Apache Oozie Essentials
Published book covering workflow scheduling and coordination for Hadoop ecosystems. A deep dive into building production data pipelines.
Background
In 2015, Apache Oozie was the primary workflow scheduler for Hadoop ecosystems, but documentation was scattered and incomplete. Engineers building data pipelines on HDFS, Hive, and Pig spent more time debugging XML workflow definitions than writing business logic. There was no single resource that covered Oozie from fundamentals through production operations.
The Book
Apache Oozie Essentials (Packt Publishing) fills that gap.

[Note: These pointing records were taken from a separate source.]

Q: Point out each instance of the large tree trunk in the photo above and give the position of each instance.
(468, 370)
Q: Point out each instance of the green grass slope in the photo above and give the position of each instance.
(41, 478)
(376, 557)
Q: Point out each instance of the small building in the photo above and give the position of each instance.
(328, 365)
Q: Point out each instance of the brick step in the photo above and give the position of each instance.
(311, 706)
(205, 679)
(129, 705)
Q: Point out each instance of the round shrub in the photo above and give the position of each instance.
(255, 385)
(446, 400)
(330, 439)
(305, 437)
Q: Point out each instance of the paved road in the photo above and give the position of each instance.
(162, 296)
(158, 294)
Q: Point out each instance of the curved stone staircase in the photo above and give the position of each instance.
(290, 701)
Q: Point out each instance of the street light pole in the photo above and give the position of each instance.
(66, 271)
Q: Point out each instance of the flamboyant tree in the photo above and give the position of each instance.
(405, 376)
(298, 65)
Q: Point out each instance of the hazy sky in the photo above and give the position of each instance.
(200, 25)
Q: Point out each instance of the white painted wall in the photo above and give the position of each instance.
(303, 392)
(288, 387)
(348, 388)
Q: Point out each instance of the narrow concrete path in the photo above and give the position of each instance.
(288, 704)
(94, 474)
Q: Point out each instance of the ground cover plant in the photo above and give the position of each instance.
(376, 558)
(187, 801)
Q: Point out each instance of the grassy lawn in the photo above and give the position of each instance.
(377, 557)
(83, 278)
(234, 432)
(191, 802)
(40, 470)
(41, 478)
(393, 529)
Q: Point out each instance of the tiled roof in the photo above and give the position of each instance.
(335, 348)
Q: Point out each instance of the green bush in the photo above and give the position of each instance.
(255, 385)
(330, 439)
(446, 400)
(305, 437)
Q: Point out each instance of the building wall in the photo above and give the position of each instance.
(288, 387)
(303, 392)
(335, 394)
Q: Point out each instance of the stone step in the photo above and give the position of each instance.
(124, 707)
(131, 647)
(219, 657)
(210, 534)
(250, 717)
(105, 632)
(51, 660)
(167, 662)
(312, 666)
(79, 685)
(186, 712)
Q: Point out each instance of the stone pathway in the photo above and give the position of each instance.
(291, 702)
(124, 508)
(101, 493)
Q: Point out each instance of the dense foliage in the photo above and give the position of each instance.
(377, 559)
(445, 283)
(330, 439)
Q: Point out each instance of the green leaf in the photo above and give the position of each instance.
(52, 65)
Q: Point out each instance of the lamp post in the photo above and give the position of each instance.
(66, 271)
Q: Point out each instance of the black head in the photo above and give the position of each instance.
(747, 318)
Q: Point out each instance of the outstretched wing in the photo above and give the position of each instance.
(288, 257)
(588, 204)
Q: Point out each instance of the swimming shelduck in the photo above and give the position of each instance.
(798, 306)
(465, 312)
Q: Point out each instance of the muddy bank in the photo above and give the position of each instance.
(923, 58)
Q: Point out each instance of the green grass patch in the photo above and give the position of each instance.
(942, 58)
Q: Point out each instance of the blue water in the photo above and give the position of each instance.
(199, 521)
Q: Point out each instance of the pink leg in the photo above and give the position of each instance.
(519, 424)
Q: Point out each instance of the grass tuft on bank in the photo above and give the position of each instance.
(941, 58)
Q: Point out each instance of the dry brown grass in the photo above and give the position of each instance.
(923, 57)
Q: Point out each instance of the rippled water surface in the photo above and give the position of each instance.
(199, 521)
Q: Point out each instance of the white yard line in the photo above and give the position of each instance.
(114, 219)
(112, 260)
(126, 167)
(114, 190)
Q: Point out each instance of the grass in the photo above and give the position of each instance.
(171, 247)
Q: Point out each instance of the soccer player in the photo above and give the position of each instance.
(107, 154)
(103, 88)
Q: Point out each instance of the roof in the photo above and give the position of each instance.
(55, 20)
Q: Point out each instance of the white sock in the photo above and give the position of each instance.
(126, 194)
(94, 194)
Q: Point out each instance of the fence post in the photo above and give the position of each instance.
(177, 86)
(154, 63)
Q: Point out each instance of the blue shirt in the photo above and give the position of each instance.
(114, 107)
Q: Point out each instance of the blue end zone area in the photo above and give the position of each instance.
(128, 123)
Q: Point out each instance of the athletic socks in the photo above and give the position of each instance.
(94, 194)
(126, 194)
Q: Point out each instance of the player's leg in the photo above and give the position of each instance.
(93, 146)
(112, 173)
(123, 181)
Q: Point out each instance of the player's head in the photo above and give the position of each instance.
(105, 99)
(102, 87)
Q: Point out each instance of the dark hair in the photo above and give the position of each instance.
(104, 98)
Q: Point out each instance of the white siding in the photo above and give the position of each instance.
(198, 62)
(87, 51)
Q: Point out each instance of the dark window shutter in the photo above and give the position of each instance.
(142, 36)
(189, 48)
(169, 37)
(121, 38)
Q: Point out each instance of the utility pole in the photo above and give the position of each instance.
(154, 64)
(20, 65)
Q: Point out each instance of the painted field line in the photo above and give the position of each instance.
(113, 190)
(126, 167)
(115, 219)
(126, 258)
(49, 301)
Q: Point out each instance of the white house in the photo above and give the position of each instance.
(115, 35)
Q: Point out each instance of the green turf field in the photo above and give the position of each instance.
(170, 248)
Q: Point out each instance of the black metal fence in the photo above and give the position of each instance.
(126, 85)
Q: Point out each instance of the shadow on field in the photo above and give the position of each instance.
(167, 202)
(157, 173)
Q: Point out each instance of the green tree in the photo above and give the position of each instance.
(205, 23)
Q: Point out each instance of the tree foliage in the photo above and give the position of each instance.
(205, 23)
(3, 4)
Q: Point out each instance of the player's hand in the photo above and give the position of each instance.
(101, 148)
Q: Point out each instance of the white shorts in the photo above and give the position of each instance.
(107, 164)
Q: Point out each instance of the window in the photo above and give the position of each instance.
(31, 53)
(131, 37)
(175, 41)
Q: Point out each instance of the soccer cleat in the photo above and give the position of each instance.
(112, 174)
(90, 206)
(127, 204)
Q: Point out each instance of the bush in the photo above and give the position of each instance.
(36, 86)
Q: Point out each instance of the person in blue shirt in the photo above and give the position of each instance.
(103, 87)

It covers:
- Workflow fundamentals — actions, control flow, fork/join patterns, and parameterisation
- Coordinator jobs — time and data-triggered scheduling for recurring pipelines
- Bundle jobs — managing sets of coordinators as a single deployable unit
- Integration — Hive, Pig, Spark, Sqoop, and shell actions with real-world examples
- Production operations — monitoring, SLA alerting, retry strategies, and troubleshooting
The book was written while I was working with large-scale Hadoop deployments at Telstra and Nokia, drawing directly from production patterns and failure modes.
Legacy
While the Hadoop ecosystem has largely been superseded by cloud-native solutions (Databricks, Airflow, dbt), the book represents an earlier chapter of my platform engineering career — building reliable data pipelines at scale, long before “data engineering” was a common job title.